My high school of the ’70s wasn’t integrated. Sort of. I remember a few classmates wanted to get in on the protest action, looking for an opportunity to make a stand.
Having a race riot would have been pointless, akin to debating relatives when your family tree had no branches. At a time when calling someone a hippie was a slur, our conflict culminated in a “Cowboys vs. Hippies” melee.
Sorry folks. You can’t make this stuff up.
I sat on the sidelines, personally thinking both sides were pretty cool. No riots for me. Just reason.
At 65, I recently decided to get in the protest business. I wasn’t arrested. My geriatric arm is shot, so I threw no rocks or bottles.
Forsyth’s finest were present at the site where I took my stand. They were outside their vehicles, having a chat, probably discussing the Georgia-Alabama game.
No way I was going to let them off the hook. I wanted to tell them exactly what I thought of their kind. I was armed with my weapon of choice: a sincere smile.
After voting, I marched right up to them and said: “Thank you. We appreciate you keeping us safe.” They smiled and said “Thank you” back. It’s a safe bet they don’t hear that enough.
Oh yeah, back to the protest.
I voted early, as early as possible. Headed for the Coal Mountain Center on Columbus Day and discovered (groan) a fairly short line, encountering what must be the friendliest poll workers in existence.
My mom was a poll worker. I don’t think I would have gotten a “Micheal John, how could you?” for taking a stand.
Am I alone in thinking we are being told to do things that are chipping away at our personal freedoms?
The other day, a TSA worker told me to spread out as I placed my bag in the bin. I shook my head in pity. Give small-minded some folks a portion of authority and they’ll find a way to make up nonsensical requests.
Before voting, you would have a candidate to vote via a braille ballot not to notice all the “No Campaigning Within 150 feet” signs.

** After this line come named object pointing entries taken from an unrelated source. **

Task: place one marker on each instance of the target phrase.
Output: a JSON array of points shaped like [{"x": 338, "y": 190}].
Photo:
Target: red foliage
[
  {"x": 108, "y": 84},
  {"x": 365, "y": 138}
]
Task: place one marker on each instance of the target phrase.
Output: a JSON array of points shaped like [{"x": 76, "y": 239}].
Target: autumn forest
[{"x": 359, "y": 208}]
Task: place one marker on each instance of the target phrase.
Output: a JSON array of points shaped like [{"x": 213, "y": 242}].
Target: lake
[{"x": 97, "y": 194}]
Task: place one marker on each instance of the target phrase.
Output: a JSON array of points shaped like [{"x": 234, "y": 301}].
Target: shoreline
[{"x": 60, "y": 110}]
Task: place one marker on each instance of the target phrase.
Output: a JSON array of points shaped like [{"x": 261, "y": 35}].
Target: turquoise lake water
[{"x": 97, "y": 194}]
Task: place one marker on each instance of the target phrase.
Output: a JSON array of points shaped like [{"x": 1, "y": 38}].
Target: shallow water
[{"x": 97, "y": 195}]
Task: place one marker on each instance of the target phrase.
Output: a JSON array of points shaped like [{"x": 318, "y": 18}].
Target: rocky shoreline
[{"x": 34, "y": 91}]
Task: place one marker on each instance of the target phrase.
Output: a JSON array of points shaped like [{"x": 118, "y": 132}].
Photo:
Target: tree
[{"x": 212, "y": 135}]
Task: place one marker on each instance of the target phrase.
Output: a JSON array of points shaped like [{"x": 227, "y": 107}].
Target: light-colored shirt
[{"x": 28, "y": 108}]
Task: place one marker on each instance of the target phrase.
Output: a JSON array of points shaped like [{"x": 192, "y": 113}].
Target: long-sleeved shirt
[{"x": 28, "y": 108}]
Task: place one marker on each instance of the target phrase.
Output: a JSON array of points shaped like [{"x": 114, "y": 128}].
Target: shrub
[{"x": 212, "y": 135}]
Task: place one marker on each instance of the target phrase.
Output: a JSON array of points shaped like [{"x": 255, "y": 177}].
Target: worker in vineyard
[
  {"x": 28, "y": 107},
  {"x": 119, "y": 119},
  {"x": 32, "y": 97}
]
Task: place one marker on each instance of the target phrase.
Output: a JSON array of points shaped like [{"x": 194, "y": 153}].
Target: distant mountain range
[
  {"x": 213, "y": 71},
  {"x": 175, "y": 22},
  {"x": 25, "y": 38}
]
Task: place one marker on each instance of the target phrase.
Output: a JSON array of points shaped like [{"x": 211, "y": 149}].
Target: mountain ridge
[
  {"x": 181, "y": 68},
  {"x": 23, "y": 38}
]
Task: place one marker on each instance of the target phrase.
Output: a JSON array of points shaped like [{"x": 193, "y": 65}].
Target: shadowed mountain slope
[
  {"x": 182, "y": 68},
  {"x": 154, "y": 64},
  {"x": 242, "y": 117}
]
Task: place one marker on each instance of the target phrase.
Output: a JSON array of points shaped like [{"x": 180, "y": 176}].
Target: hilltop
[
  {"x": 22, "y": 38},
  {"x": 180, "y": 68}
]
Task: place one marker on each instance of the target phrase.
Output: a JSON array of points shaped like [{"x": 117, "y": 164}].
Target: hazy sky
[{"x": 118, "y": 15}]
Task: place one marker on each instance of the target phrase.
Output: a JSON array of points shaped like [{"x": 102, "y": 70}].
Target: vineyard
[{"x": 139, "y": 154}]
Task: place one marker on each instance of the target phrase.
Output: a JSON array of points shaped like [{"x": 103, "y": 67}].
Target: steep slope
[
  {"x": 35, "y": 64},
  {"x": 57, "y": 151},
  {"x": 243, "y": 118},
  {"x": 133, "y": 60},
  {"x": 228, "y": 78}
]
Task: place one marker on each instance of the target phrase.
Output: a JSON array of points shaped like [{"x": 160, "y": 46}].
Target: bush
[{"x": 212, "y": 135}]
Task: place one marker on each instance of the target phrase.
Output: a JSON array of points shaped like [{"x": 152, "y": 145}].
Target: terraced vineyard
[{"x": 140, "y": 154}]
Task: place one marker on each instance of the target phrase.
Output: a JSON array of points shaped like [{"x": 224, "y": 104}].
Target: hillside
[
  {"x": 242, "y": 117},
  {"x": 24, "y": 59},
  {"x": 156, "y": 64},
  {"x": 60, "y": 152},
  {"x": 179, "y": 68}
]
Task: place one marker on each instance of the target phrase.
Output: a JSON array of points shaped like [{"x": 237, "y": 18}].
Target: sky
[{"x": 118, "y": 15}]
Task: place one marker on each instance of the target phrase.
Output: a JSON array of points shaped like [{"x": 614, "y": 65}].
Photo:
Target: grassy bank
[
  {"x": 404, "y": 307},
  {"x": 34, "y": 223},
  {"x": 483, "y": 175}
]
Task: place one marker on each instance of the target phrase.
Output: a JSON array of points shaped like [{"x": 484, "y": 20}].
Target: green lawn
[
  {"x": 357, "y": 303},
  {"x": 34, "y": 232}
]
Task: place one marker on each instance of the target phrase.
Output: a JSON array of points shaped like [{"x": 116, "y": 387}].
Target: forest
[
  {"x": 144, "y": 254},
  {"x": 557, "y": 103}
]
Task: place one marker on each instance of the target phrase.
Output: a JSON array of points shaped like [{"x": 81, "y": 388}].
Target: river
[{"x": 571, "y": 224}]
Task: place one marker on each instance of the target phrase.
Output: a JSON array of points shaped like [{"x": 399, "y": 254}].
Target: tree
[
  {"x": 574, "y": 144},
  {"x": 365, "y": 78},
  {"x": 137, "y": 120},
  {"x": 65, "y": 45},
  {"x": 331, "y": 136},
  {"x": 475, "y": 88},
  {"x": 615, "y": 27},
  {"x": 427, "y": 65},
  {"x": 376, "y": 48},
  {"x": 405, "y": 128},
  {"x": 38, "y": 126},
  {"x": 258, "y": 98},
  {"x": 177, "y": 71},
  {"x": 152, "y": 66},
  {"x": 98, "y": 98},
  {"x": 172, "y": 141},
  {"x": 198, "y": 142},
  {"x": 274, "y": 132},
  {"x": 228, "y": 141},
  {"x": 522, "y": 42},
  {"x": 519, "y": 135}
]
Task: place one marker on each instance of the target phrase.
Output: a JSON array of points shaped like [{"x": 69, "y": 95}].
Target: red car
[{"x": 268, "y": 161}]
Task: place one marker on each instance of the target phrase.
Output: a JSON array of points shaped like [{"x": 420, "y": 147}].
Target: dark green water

Fifty yards out, if the quantity of signs were worth a dollar, we’d have plenty of cash to buy wings for Saturday football-watching.
As I navigated the Disney like queue, I was ready to brew up a brouhaha.
No, I didn’t protest about the mask mandate, although Greg reasoned Nick Saban proved masks don’t work by contracting COVID-19, despite wearing a mask wherever he went.
And no, I wasn’t wearing a Bama mask, a Bulldog mask, or even a Notre Dame mask.
I was wearing a mask with the likeness of a presidential candidate.
The nice lady checking IDs said: “I’m going to have to ask you to flip your mask around. There’s no campaigning allowed.”
I was ready. “I’m not campaigning. I’m protecting my health.”
In fact, I was asked to flip my mask around three times. I refused.
Nonsensical requests are not worthy of compliance.
I thought masks are worn to abate the spread of my germs, thereby protecting me from the germs of fellow voters? Flipping my mask would have unleashed my cooties on those around me.
This seems to be a period where the squeaky wheels are hogging more than their fair share of the grease.
I didn’t vote against anyone. I voted for who, in my eyes, is best for the country. It’s been said you’re in the danger zone if you openly support one candidate over the other.
Suffice to say, I cast my vote because I supported my guy over the other. There are predictions of escalated riots and violence after the elections. Gun and ammunition sales are through the roof.
I cannot imagine that happening here in our little patch. Here’s hoping reason will trump reaction.
OK, so who did I vote for? I could tell, but I’d rather flip my mask.